# The new PENN Battle Spinning Reel (MSRP ADDED)



## Capt. Richie Lott

Hey Guys.... This is not a PENN ad as they sell themsleves, but I wanted to share this with PENN users and potential users of the product... Or, for those who simply don't know yet.

This reel will be available in several sizes.... Wire on the bail is super thick with a strong spring and the reel is comparable to the PENN Counquer Spinning reel in feel, smoothness and weight.

PENN has done an incredible job at redemption in late 2010 and coming in 2011 for the bad-rap on the internet from the first run of reels after the exchange.... ALOT has changed since then with QC at PENN as well as design for those who don't know the product line. This will probably be one of the finest reels for the money you can buy that offers long casting ranges, it's braid ready, smooth drag, one way clutch/anti-reverse and smooth as silk... Literally. We have enjoyed fishing them...

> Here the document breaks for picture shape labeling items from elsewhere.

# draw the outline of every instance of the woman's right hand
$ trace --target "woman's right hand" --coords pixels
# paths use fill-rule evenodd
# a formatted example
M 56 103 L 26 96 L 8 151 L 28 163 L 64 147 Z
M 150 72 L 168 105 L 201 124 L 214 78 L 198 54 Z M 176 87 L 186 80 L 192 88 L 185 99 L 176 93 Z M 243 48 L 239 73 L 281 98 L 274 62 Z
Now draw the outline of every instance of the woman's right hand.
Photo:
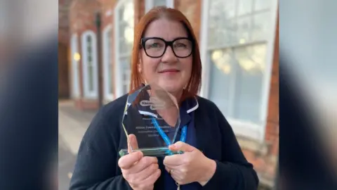
M 136 136 L 130 134 L 128 137 L 132 147 L 138 148 Z M 153 189 L 154 182 L 161 173 L 157 158 L 143 156 L 140 151 L 122 156 L 118 161 L 118 165 L 121 169 L 123 177 L 134 190 Z

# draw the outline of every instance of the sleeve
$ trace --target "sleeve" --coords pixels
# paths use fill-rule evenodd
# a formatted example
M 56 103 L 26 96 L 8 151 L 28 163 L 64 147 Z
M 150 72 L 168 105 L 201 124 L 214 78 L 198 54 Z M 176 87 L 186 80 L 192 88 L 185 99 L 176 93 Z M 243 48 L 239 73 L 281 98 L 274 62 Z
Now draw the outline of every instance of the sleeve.
M 214 104 L 215 106 L 215 104 Z M 259 179 L 237 142 L 232 127 L 216 106 L 216 115 L 222 137 L 222 160 L 216 160 L 216 170 L 202 189 L 253 190 Z
M 117 117 L 112 118 L 107 122 L 101 110 L 93 119 L 80 144 L 70 189 L 132 189 L 116 175 L 120 129 Z

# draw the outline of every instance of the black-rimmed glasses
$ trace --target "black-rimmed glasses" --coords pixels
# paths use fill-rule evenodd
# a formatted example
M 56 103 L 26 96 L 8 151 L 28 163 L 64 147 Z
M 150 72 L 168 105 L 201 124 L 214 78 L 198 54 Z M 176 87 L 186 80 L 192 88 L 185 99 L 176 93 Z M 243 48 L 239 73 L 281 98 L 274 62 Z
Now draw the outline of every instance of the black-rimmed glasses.
M 161 57 L 168 46 L 178 58 L 190 56 L 193 49 L 193 42 L 187 37 L 179 37 L 171 42 L 160 37 L 145 37 L 141 39 L 141 44 L 146 55 L 151 58 Z

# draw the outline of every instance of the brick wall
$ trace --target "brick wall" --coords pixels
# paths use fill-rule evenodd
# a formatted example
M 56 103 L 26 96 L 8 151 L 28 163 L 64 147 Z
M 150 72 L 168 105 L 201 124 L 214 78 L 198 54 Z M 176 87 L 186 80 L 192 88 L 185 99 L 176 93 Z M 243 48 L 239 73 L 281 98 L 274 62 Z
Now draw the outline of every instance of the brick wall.
M 58 1 L 58 42 L 68 44 L 69 42 L 69 8 L 73 0 Z

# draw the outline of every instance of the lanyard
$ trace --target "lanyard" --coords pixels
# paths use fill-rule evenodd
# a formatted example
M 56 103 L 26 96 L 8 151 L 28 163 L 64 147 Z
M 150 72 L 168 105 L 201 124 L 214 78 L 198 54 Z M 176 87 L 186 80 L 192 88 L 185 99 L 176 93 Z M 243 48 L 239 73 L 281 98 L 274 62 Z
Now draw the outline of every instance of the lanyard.
M 163 129 L 161 129 L 161 128 L 159 127 L 159 125 L 158 124 L 158 122 L 157 121 L 157 120 L 155 118 L 152 118 L 152 120 L 153 125 L 156 127 L 160 136 L 161 136 L 161 138 L 163 138 L 166 145 L 170 146 L 171 144 L 171 142 L 168 139 L 168 137 L 167 137 L 167 135 L 164 132 Z M 187 134 L 187 126 L 185 125 L 184 127 L 183 127 L 182 133 L 180 135 L 180 141 L 185 142 Z

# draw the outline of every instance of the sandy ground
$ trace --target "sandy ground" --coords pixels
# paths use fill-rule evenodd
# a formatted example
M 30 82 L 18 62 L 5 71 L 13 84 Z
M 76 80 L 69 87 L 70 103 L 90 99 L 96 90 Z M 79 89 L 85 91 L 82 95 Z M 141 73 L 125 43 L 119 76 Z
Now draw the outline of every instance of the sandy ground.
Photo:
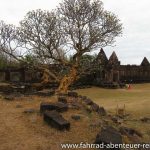
M 39 113 L 43 101 L 55 101 L 55 98 L 33 96 L 14 101 L 0 99 L 0 150 L 59 150 L 62 143 L 92 143 L 95 140 L 99 129 L 89 128 L 94 121 L 92 116 L 87 117 L 84 112 L 74 110 L 63 113 L 71 122 L 71 130 L 57 131 L 44 123 Z M 30 108 L 37 112 L 25 114 L 24 110 Z M 72 120 L 71 115 L 77 113 L 83 115 L 81 120 Z

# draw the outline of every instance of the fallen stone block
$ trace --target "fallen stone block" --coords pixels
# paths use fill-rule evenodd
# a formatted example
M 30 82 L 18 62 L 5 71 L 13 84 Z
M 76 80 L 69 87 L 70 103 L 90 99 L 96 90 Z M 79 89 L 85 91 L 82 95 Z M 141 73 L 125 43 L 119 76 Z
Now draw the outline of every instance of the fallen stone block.
M 70 97 L 78 97 L 78 93 L 77 92 L 68 92 L 68 96 L 70 96 Z
M 92 105 L 93 101 L 89 98 L 83 100 L 87 105 Z
M 97 134 L 95 144 L 123 144 L 121 134 L 113 127 L 102 128 L 101 132 Z M 114 148 L 119 150 L 119 148 Z
M 39 96 L 52 96 L 54 95 L 55 91 L 53 90 L 42 90 L 42 91 L 38 91 L 37 95 Z
M 58 101 L 62 103 L 67 103 L 67 98 L 65 96 L 58 96 Z
M 101 116 L 106 116 L 107 115 L 106 110 L 104 109 L 104 107 L 99 107 L 97 113 Z
M 45 111 L 44 121 L 58 130 L 69 130 L 70 123 L 56 111 Z
M 81 116 L 79 116 L 79 115 L 72 115 L 71 118 L 72 118 L 73 120 L 80 120 L 80 119 L 81 119 Z
M 139 137 L 143 137 L 142 133 L 140 133 L 139 131 L 132 129 L 132 128 L 127 128 L 127 127 L 120 127 L 120 133 L 123 135 L 127 135 L 127 136 L 139 136 Z
M 46 110 L 52 111 L 56 110 L 58 112 L 64 112 L 68 110 L 68 105 L 62 102 L 51 103 L 51 102 L 43 102 L 40 105 L 40 112 L 45 112 Z
M 32 108 L 24 110 L 24 113 L 26 113 L 26 114 L 32 114 L 32 113 L 35 113 L 35 112 L 37 112 L 37 110 L 32 109 Z
M 91 109 L 92 109 L 92 111 L 98 112 L 99 106 L 98 106 L 96 103 L 93 103 L 93 104 L 91 105 Z
M 8 101 L 13 101 L 15 99 L 15 97 L 12 95 L 9 95 L 9 96 L 5 96 L 4 99 L 8 100 Z
M 144 123 L 150 122 L 150 118 L 148 118 L 148 117 L 143 117 L 140 120 Z

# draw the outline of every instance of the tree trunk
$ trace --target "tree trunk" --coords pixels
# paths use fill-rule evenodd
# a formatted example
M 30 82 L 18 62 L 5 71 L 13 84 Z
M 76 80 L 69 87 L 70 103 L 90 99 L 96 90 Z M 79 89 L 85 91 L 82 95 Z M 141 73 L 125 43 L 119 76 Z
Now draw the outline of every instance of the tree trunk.
M 60 81 L 58 93 L 67 93 L 69 86 L 77 79 L 77 65 L 73 65 L 68 75 L 65 75 Z

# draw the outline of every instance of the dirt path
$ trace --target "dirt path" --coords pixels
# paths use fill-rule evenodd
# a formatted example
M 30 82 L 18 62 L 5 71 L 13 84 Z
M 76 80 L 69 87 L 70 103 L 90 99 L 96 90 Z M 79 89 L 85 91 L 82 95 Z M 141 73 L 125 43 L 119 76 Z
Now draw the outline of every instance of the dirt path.
M 91 116 L 83 117 L 81 121 L 76 122 L 71 119 L 71 115 L 83 112 L 70 110 L 63 113 L 63 116 L 71 122 L 71 129 L 66 132 L 57 131 L 49 127 L 38 113 L 42 101 L 54 99 L 26 97 L 7 101 L 0 98 L 0 150 L 61 150 L 62 143 L 81 141 L 93 143 L 99 129 L 89 129 L 89 124 L 93 122 Z M 21 107 L 16 107 L 18 105 Z M 24 110 L 29 108 L 37 112 L 24 113 Z
M 16 108 L 16 105 L 26 105 Z M 42 150 L 50 149 L 43 143 L 43 136 L 37 130 L 30 129 L 28 119 L 23 111 L 30 102 L 8 102 L 0 100 L 0 150 Z M 30 116 L 30 120 L 36 123 L 37 116 Z M 44 142 L 47 141 L 44 138 Z M 48 141 L 47 141 L 48 142 Z M 41 147 L 43 145 L 43 147 Z

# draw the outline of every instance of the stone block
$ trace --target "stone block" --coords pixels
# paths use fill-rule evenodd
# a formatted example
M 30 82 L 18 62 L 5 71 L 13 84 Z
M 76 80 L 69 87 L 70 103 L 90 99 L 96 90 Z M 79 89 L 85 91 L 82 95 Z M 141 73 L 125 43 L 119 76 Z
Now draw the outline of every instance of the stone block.
M 62 102 L 56 102 L 56 103 L 51 103 L 51 102 L 43 102 L 40 105 L 40 112 L 45 112 L 46 110 L 52 111 L 56 110 L 58 112 L 64 112 L 68 110 L 68 105 L 64 104 Z
M 45 111 L 44 121 L 58 130 L 69 130 L 70 123 L 56 111 Z
M 97 134 L 96 144 L 123 144 L 121 134 L 113 127 L 102 128 L 101 132 Z M 119 150 L 119 148 L 114 148 L 115 150 Z

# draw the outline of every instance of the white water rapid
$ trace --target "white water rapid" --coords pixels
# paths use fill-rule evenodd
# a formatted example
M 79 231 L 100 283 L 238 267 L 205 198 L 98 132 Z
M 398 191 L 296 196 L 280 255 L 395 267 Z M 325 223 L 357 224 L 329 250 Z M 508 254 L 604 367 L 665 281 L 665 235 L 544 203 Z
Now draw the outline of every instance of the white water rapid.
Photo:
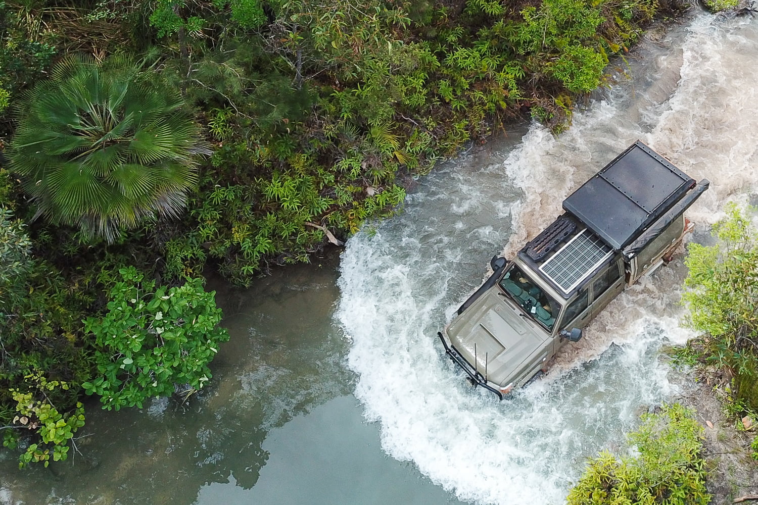
M 563 198 L 640 139 L 711 181 L 688 213 L 696 239 L 729 200 L 758 189 L 758 20 L 699 14 L 648 36 L 629 77 L 575 114 L 558 138 L 539 126 L 419 181 L 404 213 L 351 238 L 337 317 L 352 338 L 356 395 L 382 447 L 477 503 L 562 503 L 586 458 L 619 449 L 641 412 L 675 391 L 660 347 L 679 326 L 681 257 L 612 303 L 550 373 L 498 402 L 472 390 L 436 332 Z M 619 69 L 623 70 L 623 69 Z

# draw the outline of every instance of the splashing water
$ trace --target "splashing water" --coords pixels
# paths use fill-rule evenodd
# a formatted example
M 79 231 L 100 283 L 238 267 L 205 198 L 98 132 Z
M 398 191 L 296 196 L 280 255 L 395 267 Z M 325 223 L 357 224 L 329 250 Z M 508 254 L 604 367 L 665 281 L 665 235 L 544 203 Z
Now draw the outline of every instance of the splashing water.
M 538 126 L 438 170 L 403 215 L 348 243 L 337 317 L 352 339 L 356 394 L 382 446 L 461 499 L 560 503 L 586 458 L 619 447 L 673 394 L 666 341 L 681 343 L 681 258 L 632 286 L 565 348 L 547 376 L 497 402 L 444 358 L 436 332 L 503 246 L 512 256 L 562 200 L 641 139 L 711 181 L 688 215 L 704 235 L 723 203 L 758 187 L 758 26 L 702 15 L 651 36 L 627 73 L 558 138 Z M 482 158 L 482 159 L 478 159 Z

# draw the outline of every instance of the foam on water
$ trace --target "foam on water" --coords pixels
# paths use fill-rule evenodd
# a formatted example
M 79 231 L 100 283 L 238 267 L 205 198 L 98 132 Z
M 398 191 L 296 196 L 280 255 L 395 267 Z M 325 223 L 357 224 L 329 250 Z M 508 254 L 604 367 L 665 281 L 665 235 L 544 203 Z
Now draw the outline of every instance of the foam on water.
M 641 411 L 673 393 L 663 342 L 679 326 L 681 263 L 627 290 L 567 346 L 551 372 L 509 400 L 472 390 L 435 334 L 506 254 L 561 212 L 561 202 L 637 139 L 711 189 L 691 209 L 699 233 L 728 199 L 758 186 L 758 28 L 702 16 L 630 56 L 619 83 L 555 138 L 464 157 L 421 181 L 406 213 L 349 241 L 337 317 L 382 446 L 460 498 L 560 503 L 586 457 L 619 448 Z

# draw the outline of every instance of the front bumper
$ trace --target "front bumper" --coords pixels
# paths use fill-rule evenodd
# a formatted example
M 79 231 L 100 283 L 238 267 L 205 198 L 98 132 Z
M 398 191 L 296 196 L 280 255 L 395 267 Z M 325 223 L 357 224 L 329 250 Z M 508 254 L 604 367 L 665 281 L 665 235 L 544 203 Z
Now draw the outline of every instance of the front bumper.
M 459 366 L 463 369 L 463 371 L 466 373 L 468 376 L 468 381 L 474 385 L 480 385 L 485 389 L 494 393 L 498 398 L 503 400 L 506 394 L 510 392 L 510 385 L 503 389 L 497 389 L 495 387 L 490 385 L 487 382 L 487 379 L 484 376 L 481 375 L 478 370 L 475 369 L 471 364 L 466 361 L 465 358 L 461 356 L 458 350 L 456 349 L 453 344 L 448 344 L 445 340 L 445 337 L 442 335 L 442 332 L 437 332 L 437 336 L 440 337 L 440 340 L 442 341 L 442 344 L 445 348 L 445 352 L 447 354 L 448 357 L 456 363 Z

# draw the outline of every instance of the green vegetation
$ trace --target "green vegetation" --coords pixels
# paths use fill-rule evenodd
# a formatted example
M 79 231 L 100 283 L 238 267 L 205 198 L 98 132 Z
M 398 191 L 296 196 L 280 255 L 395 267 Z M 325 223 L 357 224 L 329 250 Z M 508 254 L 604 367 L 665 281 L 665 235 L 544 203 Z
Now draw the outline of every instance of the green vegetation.
M 739 0 L 704 0 L 703 3 L 711 12 L 733 9 L 740 5 Z
M 682 298 L 690 324 L 705 334 L 693 345 L 725 371 L 722 389 L 735 393 L 732 410 L 744 415 L 758 411 L 758 230 L 735 205 L 726 214 L 713 226 L 715 245 L 689 247 Z
M 113 242 L 155 214 L 175 217 L 196 183 L 198 129 L 143 64 L 68 58 L 18 107 L 11 170 L 39 212 L 84 238 Z
M 568 505 L 706 505 L 710 501 L 702 455 L 703 427 L 678 404 L 642 416 L 628 435 L 638 453 L 590 460 L 568 493 Z
M 227 338 L 206 269 L 249 285 L 506 122 L 559 130 L 678 5 L 0 2 L 5 446 L 64 459 L 84 392 L 199 389 Z
M 202 388 L 211 378 L 208 363 L 229 340 L 216 327 L 221 310 L 215 292 L 204 291 L 199 279 L 167 290 L 156 289 L 133 267 L 119 273 L 108 312 L 84 325 L 95 337 L 98 373 L 82 387 L 99 394 L 108 410 L 141 408 L 147 398 L 170 396 L 177 385 L 185 392 Z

They will be available around January at most PENN Retailers everywhere. Here are a few pics of the 4000 and 5000 sizes I received last week...

There are a couple of close ups on the spool edge showing the line capacity of the 5000 (Mid-size) series Battle Reel... if anyone has any questions about the line capacity of other sizes, post it here, or PM anytime.... 

PENN has a new line-up of Reels in 2011 that is going to hurt some competitors feelings, no  kidding. I will post more about 2011 products as I get them in hand. It's going to be a stellar season for them as they set the market with then new line up of reels... it started with the Conquer and couple of others and now, with this Battle series reel, you can see the direction they're heading just by looking at the reel. It's overbuilt, but not too heavy.... Any PENN haters will soon get over their bad feelings this season if they even touch one of PENN's new reels... Seriously.



















Just got the price list. The reels will be VERY AFFORDABLE. Suggested retail prices by reel size:

2000, 3000, 4000 - $99.95

5000, 6000 – $109.95

7000, 8000 - $119.95


----------



## seaweaver

They look nice....but when I went in...they found two old style bait runners that had fallen behind the shelf!
I got a 3600 and a 6000 for under $200. Based in the performance of my 4500...I'll be set for a while, but I hope these do bring back some good word for Penn.

cw


----------



## Altamaha Stalker

Good looking reels! Capt. Richie, if you need anybody to field test them for you..... just let me know and I will be happy too!


----------



## crackerdave

Glad to hear Penn has gotten the quality back in their reels. I've always liked their smooth drags and durability.


----------



## sea trout

they look awsome! christmas is coming!!


----------



## d-a

They have a lot of nice features added to them over the sargus. I hope they hold up well.

d-a


----------



## Troutman3000

Whats the msrp on these?


----------



## Capt. Richie Lott

Troutman3000 said:


> Whats the msrp on these?



Actually, I am not 100% sure, But I will find out right now and re-post.

They're AWESOME....

DA - Yeah, I think this is the re-Start of their second coming. I will post some more of the 2011 product soon.


----------



## BuckMKII

Capt have you gotten to test the new Torque Lite reels? I really like that they have an option for a lower gear ratio.


----------



## Capt. Richie Lott

BuckMKII said:


> Capt have you gotten to test the new Torque Lite reels? I really like that they have an option for a lower gear ratio.



I am on the list for a couple of the TQ's as well as another re-vamped gold reel you will like. They should be here any day this week.... I have been DYING to get my hands on those.

Have you used the 1-2 or 300 Torque orginals? These should be an excellent addition to the Torque model series. These guys have ramped up most of their line-up for 2011 pretty stellar.


----------